Sunday, September 12, 2010

Stroke fatigue

This is one of the least understood side effects of a stroke. While I was still in the hospital if I had 10 minutes between therapy appointments I would fall asleep. I was also on the general muscle relaxant, baclofen, which was supposed to lessen my spasticity. It didn't do that at all so I was left with the side effect of extreme fatigue. Finally talked my doctor into trying something else. Zanaflex, which was no better, also a general muscle relaxant.. Since there was no diagnosis on what was causing the fatigue I self-diagnosed myself that I had sleep apnea. It was proven correct after going thru a sleep study in which I would quit breathing 6 times an hour. This was a fairly mild case of sleep apnea but I did convince my doctor that I wanted to get a CPAP machine. What a mistake. With the positive air pressure going into my nose constantly, I had to actively concentrate on my breathing to make sure I could exhale against the pressure. It worked for about a week but I did not get any lessening of the fatigue. I finally quit using it during the second week when one night I spent two hours concentrating on breathing thru the mask. At that point I decided that living with the apnea was more restful than trying to use the CPAP machine. I have no idea what waterboarding feels like but that is how I would describe the feeling of breathing against the CPAP machine.
I have heard that our brain is about 2% of our body weight but uses 20% of the energy, so the speculation is that the brain is rebuilding as it recovers and needs that much extra energy.. If I want to function at work I have to have a large cup of coffee. On weekends I can sleep for 10-12 hours or take 2 hour naps during the day. Personally I think there is a chemical imbalance in the brain after a stroke and researchers just need to focus on that. Recovery could occur so much faster if we all weren't battling fatigue all the time. For myself I am still quite cardivoascularily fit, resting heart rate of 53 at age 53 puts me in the athlete category. If I am an athlete, why am I so fatigued all the time?

This article basically says I don't know
Why am I so tired after my stroke?

Its a tossup between spasticity and fatigue as to which I consider worse and neither one has any understanding of even how to approach it. With a stroke survivor in charge we would at least come up with some ideas rather than washing our hands of it.

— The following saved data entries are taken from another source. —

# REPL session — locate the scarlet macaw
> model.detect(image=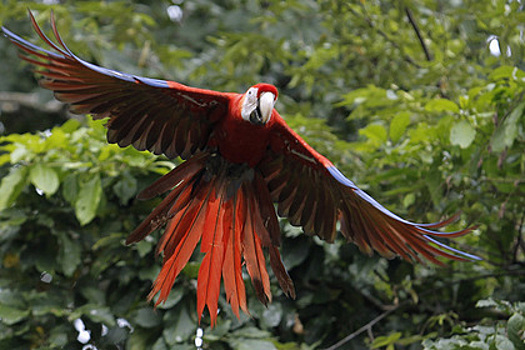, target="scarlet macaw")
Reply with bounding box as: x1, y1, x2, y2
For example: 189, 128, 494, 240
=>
2, 13, 479, 326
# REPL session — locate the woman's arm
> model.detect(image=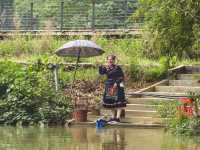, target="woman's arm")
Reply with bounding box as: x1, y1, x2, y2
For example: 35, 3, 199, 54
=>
99, 65, 107, 75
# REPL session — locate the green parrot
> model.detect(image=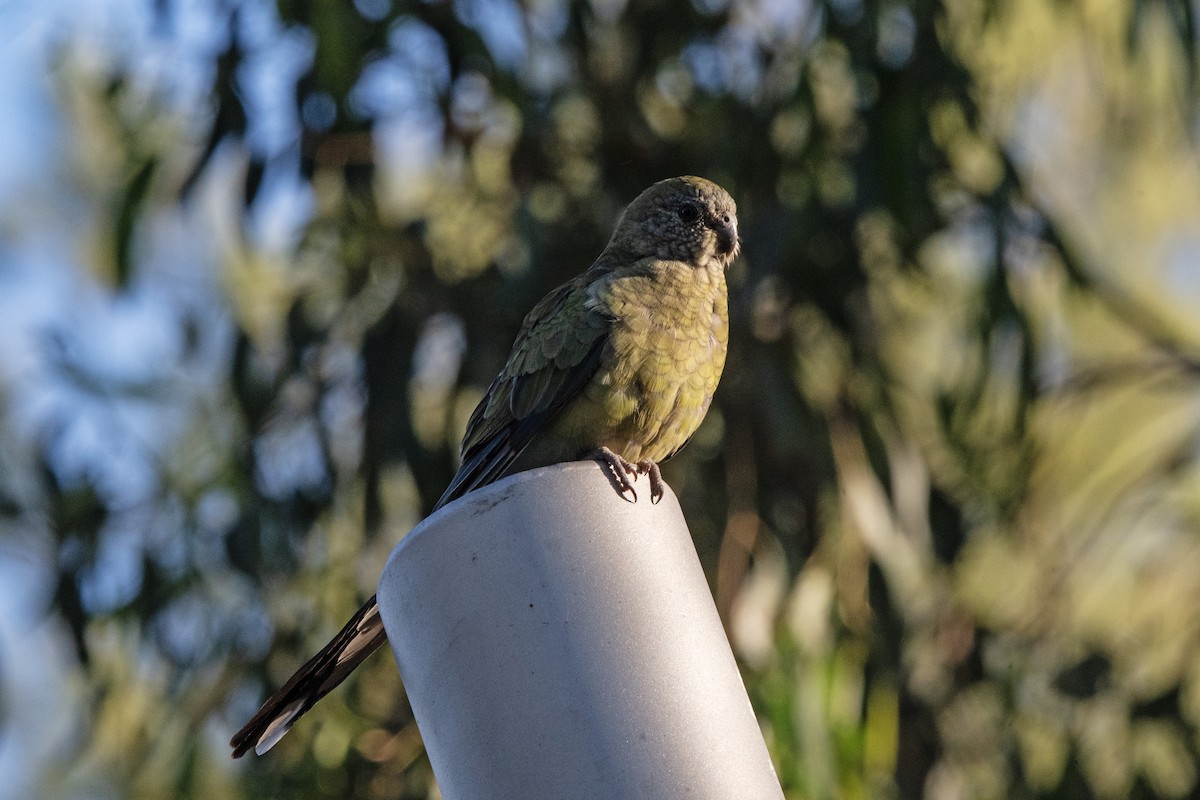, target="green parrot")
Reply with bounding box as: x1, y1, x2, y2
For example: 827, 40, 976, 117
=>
230, 175, 739, 758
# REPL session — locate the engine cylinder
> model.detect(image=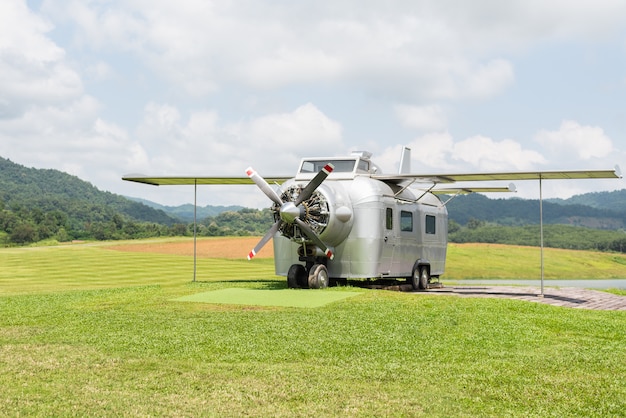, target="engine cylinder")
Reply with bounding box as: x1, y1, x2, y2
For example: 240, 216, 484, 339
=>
272, 182, 353, 247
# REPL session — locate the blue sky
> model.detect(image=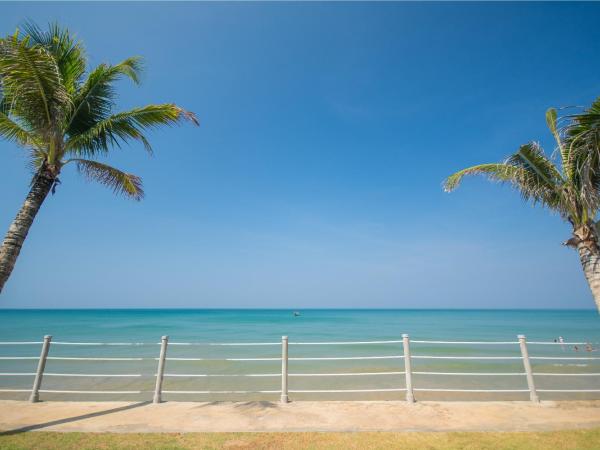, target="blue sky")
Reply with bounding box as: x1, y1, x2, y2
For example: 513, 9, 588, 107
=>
1, 2, 600, 309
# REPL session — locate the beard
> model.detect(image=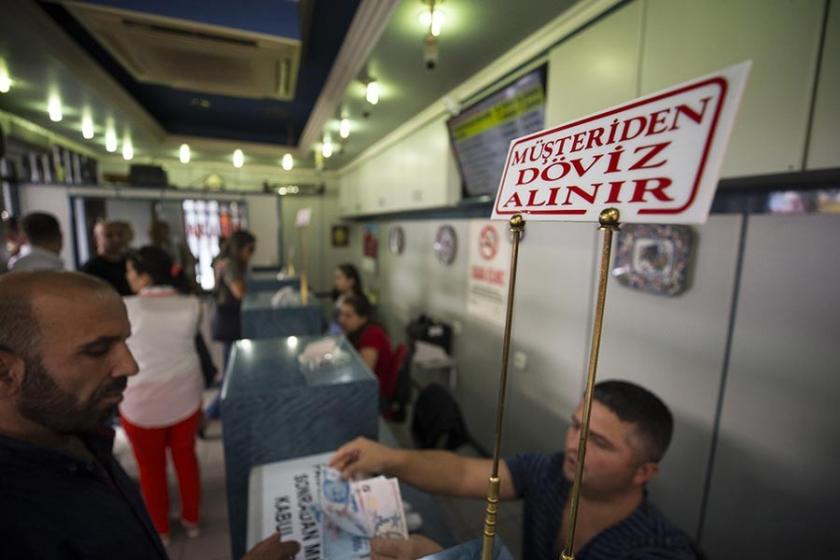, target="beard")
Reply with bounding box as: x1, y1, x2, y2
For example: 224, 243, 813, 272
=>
17, 356, 127, 434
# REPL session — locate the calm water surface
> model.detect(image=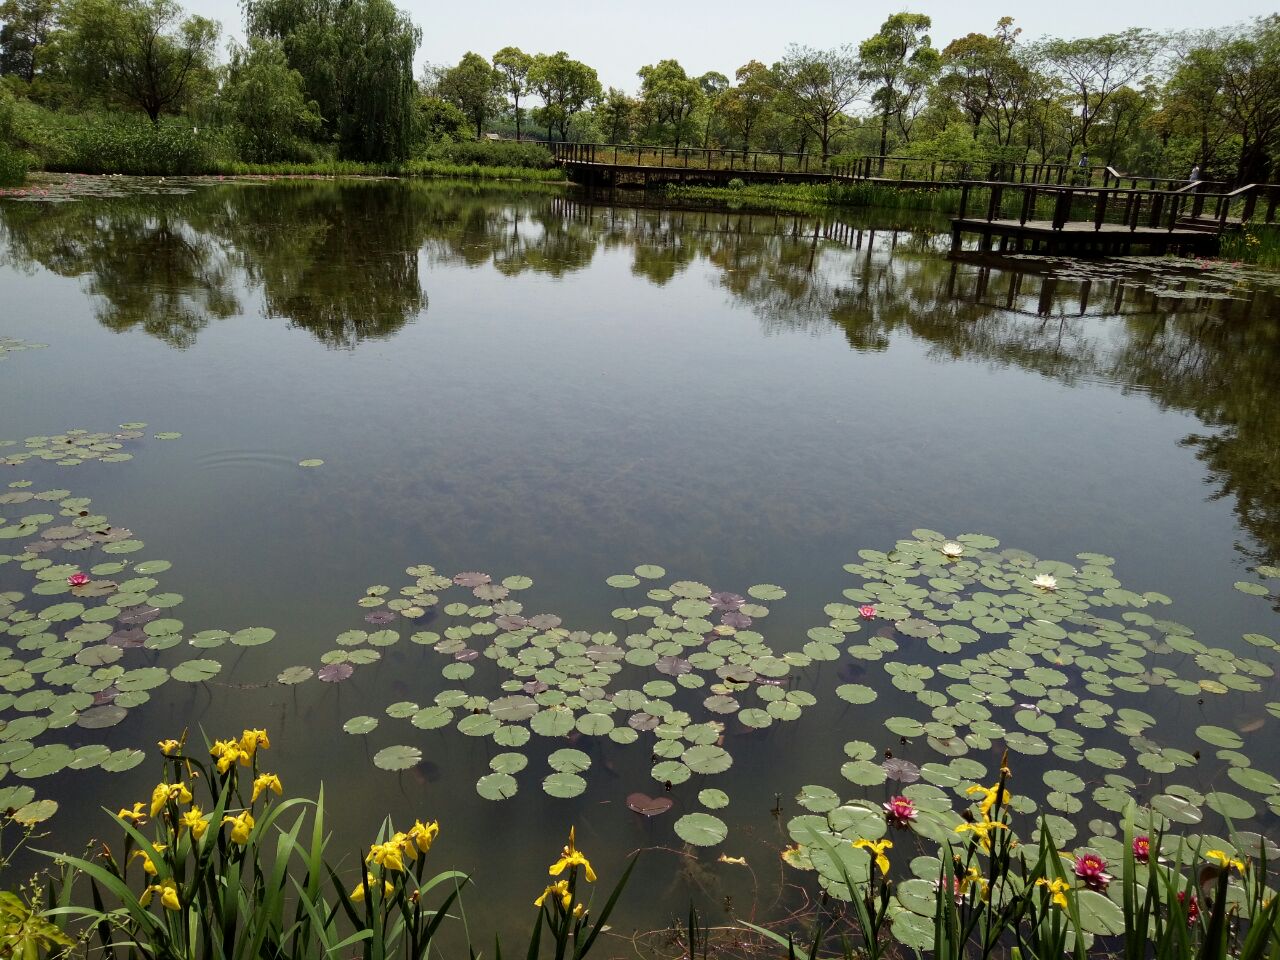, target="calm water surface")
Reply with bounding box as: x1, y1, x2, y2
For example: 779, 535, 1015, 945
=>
1, 179, 1278, 942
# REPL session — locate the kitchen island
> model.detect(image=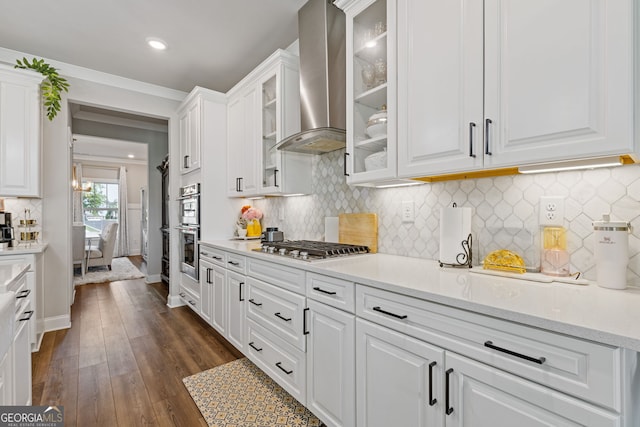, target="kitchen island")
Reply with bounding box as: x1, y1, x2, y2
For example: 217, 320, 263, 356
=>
197, 239, 640, 427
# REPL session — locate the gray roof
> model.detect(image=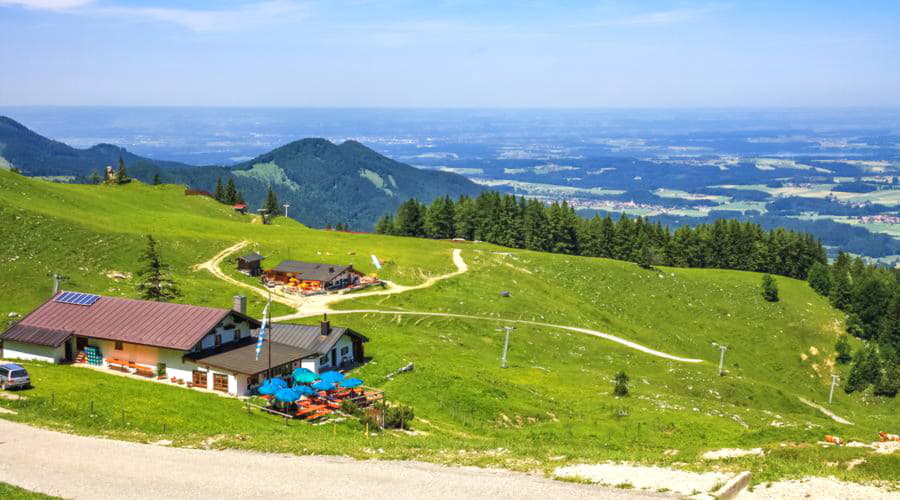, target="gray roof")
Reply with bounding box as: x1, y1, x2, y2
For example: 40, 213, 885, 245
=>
269, 261, 359, 282
238, 252, 265, 263
253, 323, 368, 356
187, 337, 316, 375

  1. Hi yes but must we choose fatigue or spasticity? I wonder if the 2100 Mg of Gabapentin I take ( for spasticity) is making me too tired to get fit and do things.

  2. i would look at the side effects at
    Back pain; changes in vision (double or blurred vision); clumsiness; constipation; diarrhea; dizziness; drowsiness; dry mouth; nausea; stomach upset; tiredness; vomiting; weight gain.
    if it is similar to either baclofen or zanaflex the fatigue was stupid, lets make everything tired in the hope than the specific muscles you want to work have enough energy to overcome their agonists.

  3. I have been given so many reasons for the fatigue, with the majority blaming me (because I am depressed), from the brain is working hard to repair itself (22 years c'mon) to that I am having to expend so much energy because I have to consciously force my body to move. I looked at all my defects and figured that my hypothalamus was either wiped out or severely damaged, and this part of the brain controls the production, dissemination and utilisation of virtually all neurotransmitters, so goodbye to endorphins, dopamine and noradrenaline for boosting my energy. Occasionally I do have a good couple of days, and this overwhelms me, but I know that I could not go back to a genuinely busy life and still be able to keep going.